The thing that gave us concern was the amount of planning and detail. – Salt Lake County District Attorney Sim Gill

SALT LAKE CITY — Criminal charges were filed Monday against a Salt Lake man who prosecutors say planned to "kill as many people as possible" this week at a downtown mall and Sugar House movie theater.

Jack Harry Stiles, 42, was charged in 3rd District Court with threat of terrorism, a second-degree felony. His bail was set at $1 million.

Stiles had "specific, detailed plans to engage in a mass shooting" on Sept 25, the anniversary of his mother's death, according to the charging documents. He allegedly told investigators that his plan included purchasing two automatic handguns with silencers and five extra magazines, and he had already "scoped and mapped out the best spots to hide that will still allow him to kill the most amount of people."
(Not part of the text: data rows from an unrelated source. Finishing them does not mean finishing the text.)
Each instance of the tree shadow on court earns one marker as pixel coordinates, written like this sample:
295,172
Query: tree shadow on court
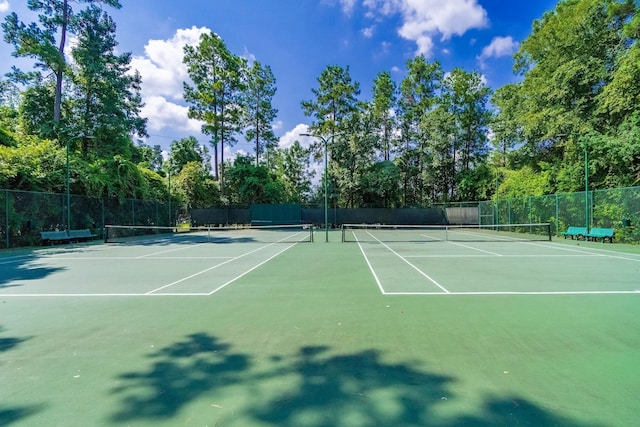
361,389
178,374
22,269
322,388
9,343
10,415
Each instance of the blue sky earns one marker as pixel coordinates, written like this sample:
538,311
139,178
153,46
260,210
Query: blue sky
299,38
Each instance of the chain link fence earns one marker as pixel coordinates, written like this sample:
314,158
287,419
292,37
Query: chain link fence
25,214
617,208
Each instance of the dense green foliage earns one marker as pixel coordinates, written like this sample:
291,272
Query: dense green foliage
434,136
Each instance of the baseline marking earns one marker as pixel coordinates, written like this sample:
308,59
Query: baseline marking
375,276
219,265
412,266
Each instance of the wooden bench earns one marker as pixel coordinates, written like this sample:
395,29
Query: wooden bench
51,237
601,233
577,232
81,235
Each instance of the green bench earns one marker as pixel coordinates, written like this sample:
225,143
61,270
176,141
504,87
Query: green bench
601,233
51,237
577,232
81,235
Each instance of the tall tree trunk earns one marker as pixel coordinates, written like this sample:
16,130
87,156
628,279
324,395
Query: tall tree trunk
60,67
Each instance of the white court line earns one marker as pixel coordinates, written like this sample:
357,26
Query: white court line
475,249
413,266
375,276
584,255
219,265
450,294
143,258
170,250
251,269
519,293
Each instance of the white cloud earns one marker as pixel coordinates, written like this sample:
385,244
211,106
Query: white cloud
423,20
165,115
347,5
161,66
163,74
293,135
368,32
499,47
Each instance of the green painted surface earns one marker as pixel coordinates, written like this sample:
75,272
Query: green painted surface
303,336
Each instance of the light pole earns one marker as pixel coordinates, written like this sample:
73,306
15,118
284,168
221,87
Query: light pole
326,179
73,138
586,188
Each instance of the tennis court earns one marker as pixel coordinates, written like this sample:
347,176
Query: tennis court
255,328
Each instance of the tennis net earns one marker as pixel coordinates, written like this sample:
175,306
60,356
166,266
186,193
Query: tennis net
439,233
137,234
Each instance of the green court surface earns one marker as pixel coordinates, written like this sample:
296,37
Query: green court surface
183,333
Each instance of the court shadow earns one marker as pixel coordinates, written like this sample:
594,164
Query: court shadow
317,387
361,389
178,374
15,416
9,415
22,269
9,343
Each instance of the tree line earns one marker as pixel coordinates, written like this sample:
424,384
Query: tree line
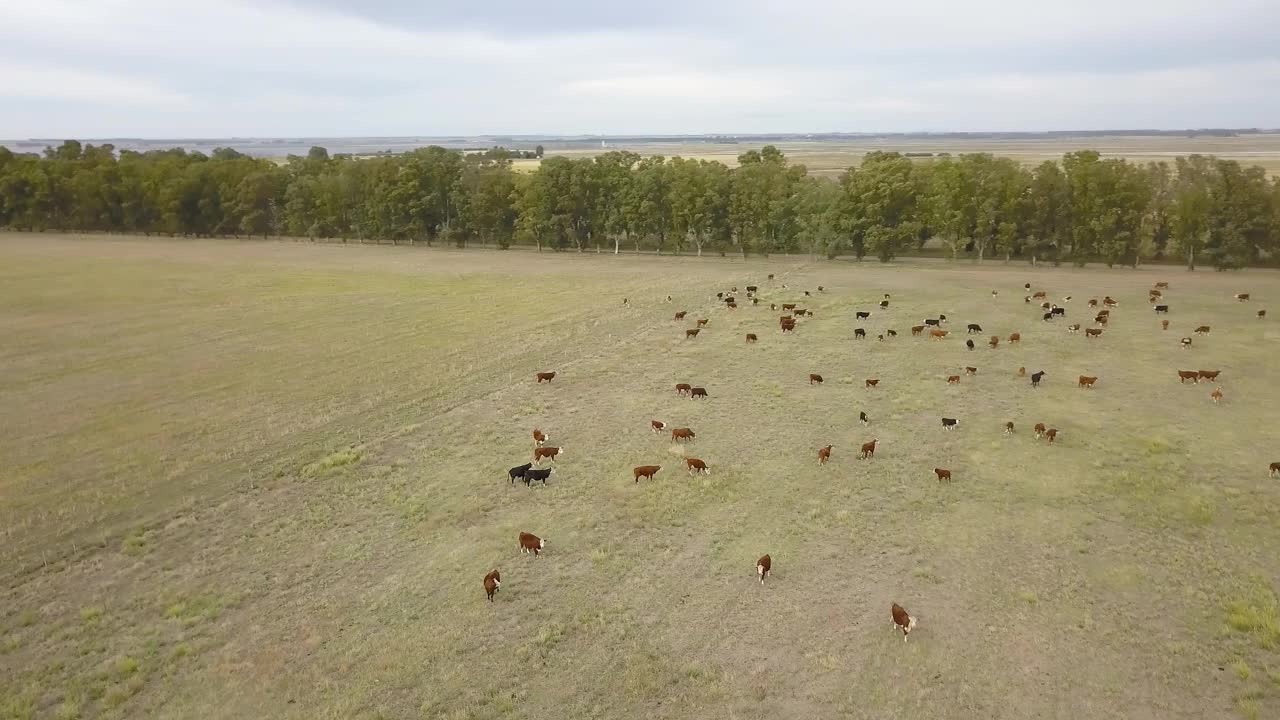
1083,208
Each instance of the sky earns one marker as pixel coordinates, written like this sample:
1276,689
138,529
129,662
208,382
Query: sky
288,68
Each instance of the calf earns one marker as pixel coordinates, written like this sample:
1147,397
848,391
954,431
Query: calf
492,582
901,620
529,542
547,454
647,472
519,472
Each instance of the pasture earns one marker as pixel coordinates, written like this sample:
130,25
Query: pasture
246,479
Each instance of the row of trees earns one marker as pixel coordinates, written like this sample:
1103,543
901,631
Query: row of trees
1082,208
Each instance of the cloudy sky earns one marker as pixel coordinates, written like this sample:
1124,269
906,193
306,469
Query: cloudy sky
216,68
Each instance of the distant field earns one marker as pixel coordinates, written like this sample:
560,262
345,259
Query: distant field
264,479
828,158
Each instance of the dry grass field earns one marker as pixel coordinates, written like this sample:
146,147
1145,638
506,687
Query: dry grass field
245,479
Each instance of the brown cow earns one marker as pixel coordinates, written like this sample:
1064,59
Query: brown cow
647,472
529,542
547,454
901,620
492,582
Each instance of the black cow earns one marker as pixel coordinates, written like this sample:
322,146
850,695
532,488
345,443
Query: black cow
519,472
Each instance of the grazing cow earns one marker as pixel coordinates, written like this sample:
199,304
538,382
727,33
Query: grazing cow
545,454
901,620
529,542
647,472
534,474
682,433
519,472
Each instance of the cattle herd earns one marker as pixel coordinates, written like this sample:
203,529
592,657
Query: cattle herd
787,323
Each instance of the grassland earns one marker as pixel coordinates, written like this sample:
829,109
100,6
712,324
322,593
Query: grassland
265,479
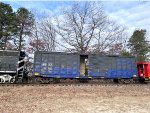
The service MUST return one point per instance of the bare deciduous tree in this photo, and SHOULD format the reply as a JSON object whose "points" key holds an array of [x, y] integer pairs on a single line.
{"points": [[47, 32], [85, 27]]}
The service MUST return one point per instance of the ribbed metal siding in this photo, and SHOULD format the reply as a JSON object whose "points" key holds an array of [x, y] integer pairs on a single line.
{"points": [[112, 67], [56, 64]]}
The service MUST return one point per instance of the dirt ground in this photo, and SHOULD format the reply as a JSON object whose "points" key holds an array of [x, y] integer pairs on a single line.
{"points": [[75, 99]]}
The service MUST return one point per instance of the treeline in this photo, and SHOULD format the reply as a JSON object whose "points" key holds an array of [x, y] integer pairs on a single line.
{"points": [[82, 28], [14, 26]]}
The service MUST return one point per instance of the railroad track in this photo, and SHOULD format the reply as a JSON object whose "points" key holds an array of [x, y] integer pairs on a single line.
{"points": [[76, 84]]}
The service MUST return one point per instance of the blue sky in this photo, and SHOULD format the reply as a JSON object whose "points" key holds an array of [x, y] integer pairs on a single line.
{"points": [[131, 14]]}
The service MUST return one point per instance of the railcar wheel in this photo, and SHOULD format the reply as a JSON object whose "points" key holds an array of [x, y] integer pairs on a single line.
{"points": [[116, 81], [83, 80], [142, 80], [38, 80], [56, 80]]}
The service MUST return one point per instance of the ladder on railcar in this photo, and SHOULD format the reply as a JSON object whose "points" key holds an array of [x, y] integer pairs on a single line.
{"points": [[21, 67]]}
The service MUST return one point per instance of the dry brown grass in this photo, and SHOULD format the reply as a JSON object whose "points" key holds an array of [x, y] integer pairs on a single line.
{"points": [[75, 99]]}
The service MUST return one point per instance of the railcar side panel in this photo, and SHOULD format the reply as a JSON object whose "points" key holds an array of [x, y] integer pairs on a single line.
{"points": [[57, 65], [111, 67]]}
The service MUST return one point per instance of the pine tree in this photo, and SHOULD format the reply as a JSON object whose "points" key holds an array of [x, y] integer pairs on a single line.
{"points": [[138, 45], [7, 24]]}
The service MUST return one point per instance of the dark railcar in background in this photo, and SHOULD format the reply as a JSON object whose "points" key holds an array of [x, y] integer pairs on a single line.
{"points": [[12, 66], [8, 62], [143, 71], [72, 65]]}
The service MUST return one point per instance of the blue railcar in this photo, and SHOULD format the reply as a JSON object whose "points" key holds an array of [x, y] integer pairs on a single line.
{"points": [[73, 65]]}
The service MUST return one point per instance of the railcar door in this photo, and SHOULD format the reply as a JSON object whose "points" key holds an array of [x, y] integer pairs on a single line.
{"points": [[83, 65], [142, 70]]}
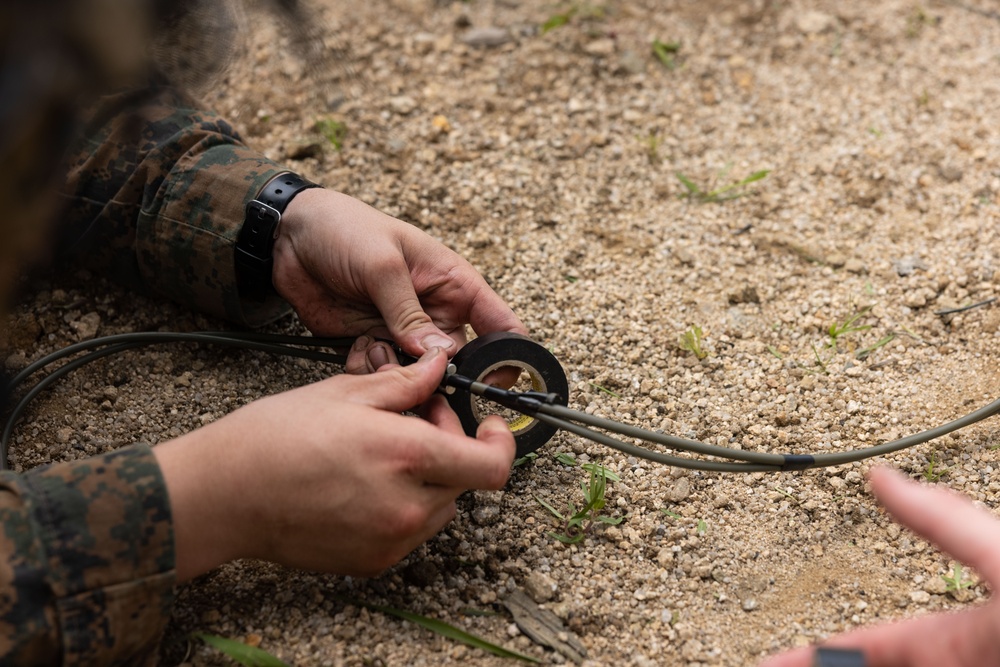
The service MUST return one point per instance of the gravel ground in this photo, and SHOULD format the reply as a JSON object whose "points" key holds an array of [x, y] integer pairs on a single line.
{"points": [[549, 160]]}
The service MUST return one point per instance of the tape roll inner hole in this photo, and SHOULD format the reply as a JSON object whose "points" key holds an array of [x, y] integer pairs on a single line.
{"points": [[528, 380]]}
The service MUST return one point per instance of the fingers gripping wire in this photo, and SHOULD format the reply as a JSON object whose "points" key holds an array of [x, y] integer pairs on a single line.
{"points": [[543, 409]]}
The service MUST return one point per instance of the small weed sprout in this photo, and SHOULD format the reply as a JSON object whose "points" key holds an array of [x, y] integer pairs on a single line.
{"points": [[666, 53], [849, 326], [244, 654], [956, 581], [720, 194], [333, 131], [578, 523], [604, 390], [691, 341], [523, 460], [608, 473]]}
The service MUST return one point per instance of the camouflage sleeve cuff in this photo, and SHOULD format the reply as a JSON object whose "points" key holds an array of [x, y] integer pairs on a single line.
{"points": [[157, 192], [104, 524]]}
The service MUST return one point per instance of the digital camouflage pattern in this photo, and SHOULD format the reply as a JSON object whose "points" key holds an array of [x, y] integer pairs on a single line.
{"points": [[156, 194]]}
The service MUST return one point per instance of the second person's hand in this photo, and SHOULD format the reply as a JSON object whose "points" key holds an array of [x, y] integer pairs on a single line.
{"points": [[329, 476], [349, 270]]}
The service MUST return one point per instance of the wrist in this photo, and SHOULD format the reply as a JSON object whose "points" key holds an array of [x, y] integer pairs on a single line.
{"points": [[202, 484], [263, 218]]}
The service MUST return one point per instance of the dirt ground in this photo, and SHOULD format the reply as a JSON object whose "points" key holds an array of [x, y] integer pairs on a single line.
{"points": [[550, 161]]}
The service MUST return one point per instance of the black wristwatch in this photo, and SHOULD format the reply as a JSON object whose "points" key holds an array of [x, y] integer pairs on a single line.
{"points": [[255, 242]]}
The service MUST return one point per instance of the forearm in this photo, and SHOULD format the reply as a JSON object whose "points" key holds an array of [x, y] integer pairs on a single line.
{"points": [[86, 566], [156, 194]]}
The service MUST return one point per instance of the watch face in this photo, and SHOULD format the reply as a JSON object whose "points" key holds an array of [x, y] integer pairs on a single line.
{"points": [[259, 229]]}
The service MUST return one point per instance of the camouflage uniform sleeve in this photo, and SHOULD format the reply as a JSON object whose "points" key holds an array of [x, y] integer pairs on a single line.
{"points": [[86, 562], [156, 196]]}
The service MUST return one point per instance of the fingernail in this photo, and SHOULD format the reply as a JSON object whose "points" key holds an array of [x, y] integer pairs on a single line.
{"points": [[437, 340], [377, 357], [431, 354]]}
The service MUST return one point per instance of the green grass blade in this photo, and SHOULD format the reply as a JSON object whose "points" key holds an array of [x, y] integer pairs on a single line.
{"points": [[248, 656], [754, 177], [597, 468], [864, 352], [451, 632]]}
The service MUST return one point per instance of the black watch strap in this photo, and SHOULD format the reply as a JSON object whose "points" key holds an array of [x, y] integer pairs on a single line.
{"points": [[255, 242]]}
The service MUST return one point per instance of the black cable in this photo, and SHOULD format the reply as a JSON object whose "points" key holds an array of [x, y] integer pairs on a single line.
{"points": [[99, 348]]}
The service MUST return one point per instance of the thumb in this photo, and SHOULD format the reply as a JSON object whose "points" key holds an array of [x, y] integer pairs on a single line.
{"points": [[399, 388], [410, 326]]}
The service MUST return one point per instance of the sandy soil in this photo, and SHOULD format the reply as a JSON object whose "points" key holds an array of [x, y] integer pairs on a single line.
{"points": [[549, 161]]}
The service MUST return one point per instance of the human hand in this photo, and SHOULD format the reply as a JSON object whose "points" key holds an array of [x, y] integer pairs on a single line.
{"points": [[329, 476], [964, 639], [349, 270]]}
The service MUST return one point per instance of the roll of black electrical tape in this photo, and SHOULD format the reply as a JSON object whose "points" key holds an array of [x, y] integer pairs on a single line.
{"points": [[480, 357], [838, 657]]}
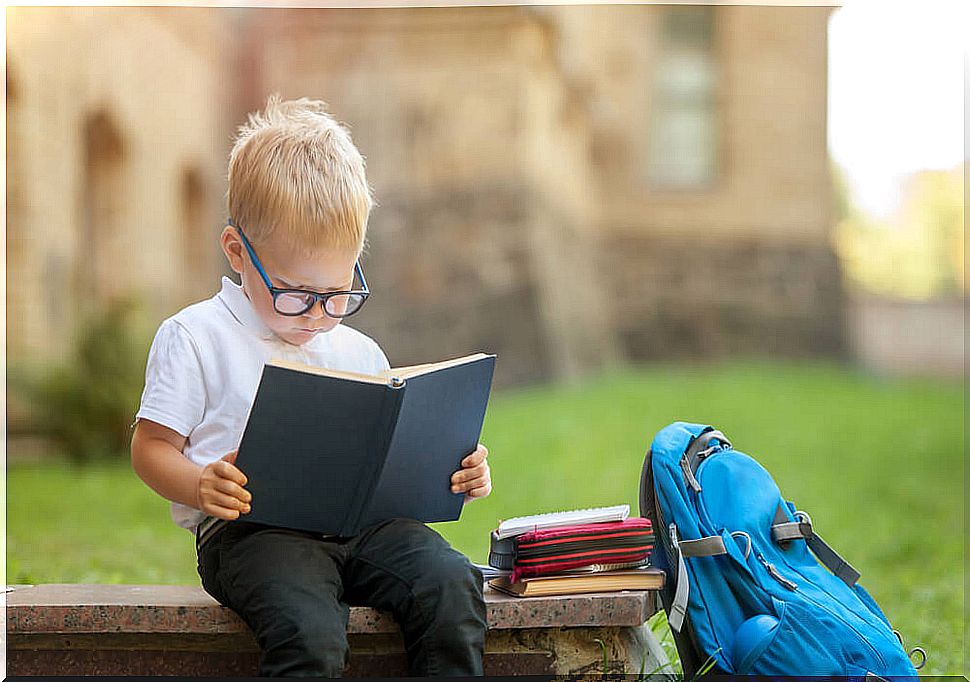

His targets included City Creek Center, where he planned to "just randomly shoot and kill people" during lunch time, the charges state. He also targeted Sugarhouse Movies 10 where he had already scoped out the exits in the theater and planned to "shoot people's heads off" from the back of the room, prosecutors said.

Stiles allegedly said he planned to do that shooting in the early afternoon because if it was too busy, "people will run everywhere making it difficult for him to select and shoot."

His final target was going to be a UTA bus or TRAX train where he planned to place a bomb under the bus and have it detonate on Main Street right when it went under the pedestrian walkway at City Creek Center, according to the charges. Police say Stiles had been researching bomb construction.

Stiles allegedly also said he would "randomly kill people until he runs out of ammunition," but also noted that if police responded, he would surrender because they are "faster shots."

Police first learned of the plan on Aug. 12 when a West Valley police officer was dispatched to Pioneer Valley Hospital. The charging documents do not say why Stiles was at the hospital, but mention that the responding officer met with a "crisis worker" who told police what Stiles was allegedly planning.

Salt Lake County District Attorney Sim Gill couldn't say Monday whether investigators believe Stiles would have actually carried through with his plan or was capable of doing it. But he said his office has to take the threat seriously because of how much Stiles had apparently thought it out.

"The thing that gave us concern was the amount of planning and detail," he said.